Worried about your finances after a separation?

If your marriage or partnership has left you dealing with joint debt, creditor pressure, or property you are trying to save, we can help you understand your options — clearly and without judgement.

Call 01275 859143

The work behind the outcome

Ms. R kept her BTL property in Manchester. This was not a straightforward result — it is not normally possible to keep a buy-to-let property in bankruptcy, where the trustee’s interest extends to all assets with realisable equity. Achieving it required detailed advance planning, a precise understanding of how trustees and charge-holders interact, and action taken at exactly the right moment.

Questions about divorce, debt, and bankruptcy

Frequently Asked Questions

When a person is made bankrupt, the Official Receiver is appointed as Trustee and takes an interest in all assets that have realisable value — including buy-to-let properties. Unlike a family home, where time is given to allow the purchase of the Trustee’s interest, a buy-to-let property is treated as an investment asset. If it has equity, the Trustee will seek to realise it: either by selling the property or by requiring the bankrupt person to buy out the Trustee’s interest. Rental income generated during the bankruptcy period may also be claimed by the Trustee’s estate. This is why taking advice before bankruptcy begins, not after, is so important.

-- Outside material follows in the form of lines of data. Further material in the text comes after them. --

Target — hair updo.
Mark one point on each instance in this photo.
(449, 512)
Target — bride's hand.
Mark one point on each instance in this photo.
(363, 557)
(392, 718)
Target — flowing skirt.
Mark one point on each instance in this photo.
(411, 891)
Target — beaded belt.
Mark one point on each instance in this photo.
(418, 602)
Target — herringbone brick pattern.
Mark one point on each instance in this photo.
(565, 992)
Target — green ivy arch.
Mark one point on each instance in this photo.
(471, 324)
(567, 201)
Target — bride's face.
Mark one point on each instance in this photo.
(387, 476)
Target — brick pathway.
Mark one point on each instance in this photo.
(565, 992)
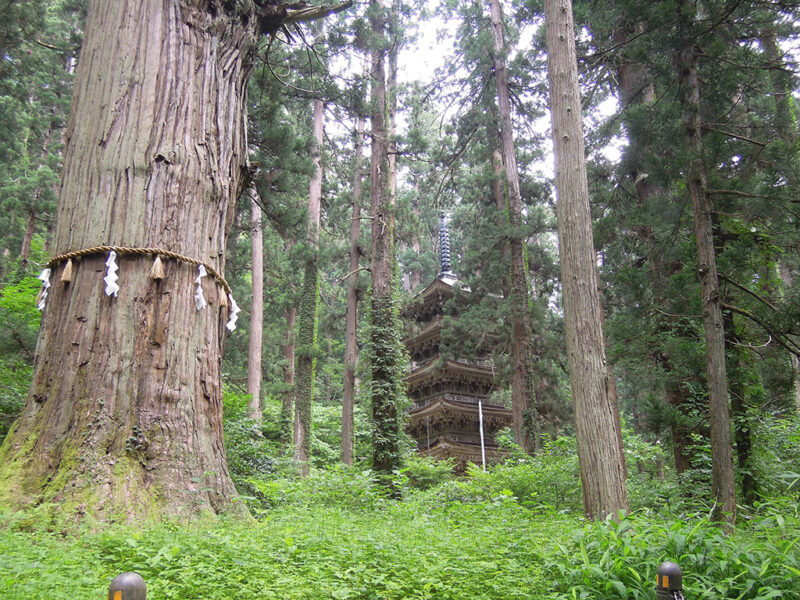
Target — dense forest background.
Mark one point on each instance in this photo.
(637, 62)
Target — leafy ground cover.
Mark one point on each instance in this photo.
(427, 546)
(401, 550)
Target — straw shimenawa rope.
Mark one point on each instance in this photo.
(121, 250)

An LPA Receiver is a person appointed under the Law of Property Act 1925 by a charge-holder — that is, someone who holds a legal charge (mortgage or second charge) over a property. The appointment gives the Receiver authority to collect rental income from the property and apply it in accordance with the charge-holder’s legal rights. Crucially, an LPA Receiver appointment is a private legal remedy available to any charge-holder: it does not require a court order, and it can be made quickly.

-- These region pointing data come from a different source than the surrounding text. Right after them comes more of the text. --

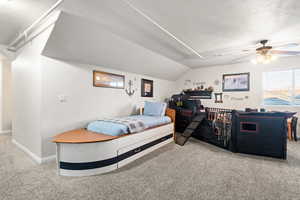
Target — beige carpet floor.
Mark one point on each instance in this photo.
(195, 171)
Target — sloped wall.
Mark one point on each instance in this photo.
(84, 102)
(40, 82)
(78, 39)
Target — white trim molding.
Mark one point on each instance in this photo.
(5, 132)
(36, 158)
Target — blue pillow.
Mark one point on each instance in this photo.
(155, 108)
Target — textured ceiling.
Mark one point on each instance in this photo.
(16, 15)
(218, 30)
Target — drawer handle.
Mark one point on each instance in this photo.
(137, 150)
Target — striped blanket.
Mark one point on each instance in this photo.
(133, 125)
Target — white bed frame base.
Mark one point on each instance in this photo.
(99, 151)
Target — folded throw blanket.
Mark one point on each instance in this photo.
(133, 125)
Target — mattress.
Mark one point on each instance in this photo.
(117, 129)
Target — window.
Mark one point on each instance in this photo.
(281, 87)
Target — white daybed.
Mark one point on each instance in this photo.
(82, 153)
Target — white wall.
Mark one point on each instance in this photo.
(6, 111)
(84, 102)
(38, 81)
(210, 74)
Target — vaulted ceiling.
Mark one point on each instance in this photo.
(16, 15)
(217, 30)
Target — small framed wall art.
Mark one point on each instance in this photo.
(147, 88)
(108, 80)
(236, 82)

In a bankruptcy context, this matters because a charge-holder who appoints an LPA Receiver before the Official Receiver acts can legitimately take control of rental income ahead of the Trustee’s estate. If that income is applied to servicing the first-charge mortgage, the first-charge lender has no arrears and no grounds for repossession — which removes the Trustee’s most practical route to realising the property. Once the bankrupt person is discharged, the Receiver is stood down and the property remains with its owner. The mechanism only works if the right steps are taken in the right sequence, before bankruptcy is formally declared or at the earliest possible stage.

Yes — joint debt means both parties are jointly and severally liable for the full amount. That means each creditor can pursue either person for the whole debt, regardless of what any divorce settlement or private agreement between the parties says. A court order saying your former spouse is responsible for a particular debt does not bind the creditor — if your name is on the account, the creditor can still come to you.

This is one of the most misunderstood aspects of debt after separation, and it often comes as a shock when creditors begin writing to the person who believed the debt had been dealt with in the divorce. The only way to remove liability for a joint debt is to pay it off, refinance it into one name, or reach a formal agreement with the creditor — not through a divorce settlement alone.

In most cases, yes. Bankruptcy has the effect of writing off most unsecured debts, and that includes debts where court proceedings have already been issued or where a judgment has already been obtained. Once a bankruptcy order is made, creditors are generally prevented from continuing or starting legal action to recover unsecured debts — the debt becomes part of the bankrupt estate and is dealt with through the insolvency process.

This means that a creditor who is threatening to make you bankrupt, or who has already started proceedings, may inadvertently be offering you the cleanest route to clearing all your unsecured debt at once. Whether that is the right outcome depends on the full picture — particularly what assets you have and what you need to protect. But the existence of legal proceedings does not close off bankruptcy as an option; in some cases, it actually makes it the most practical one.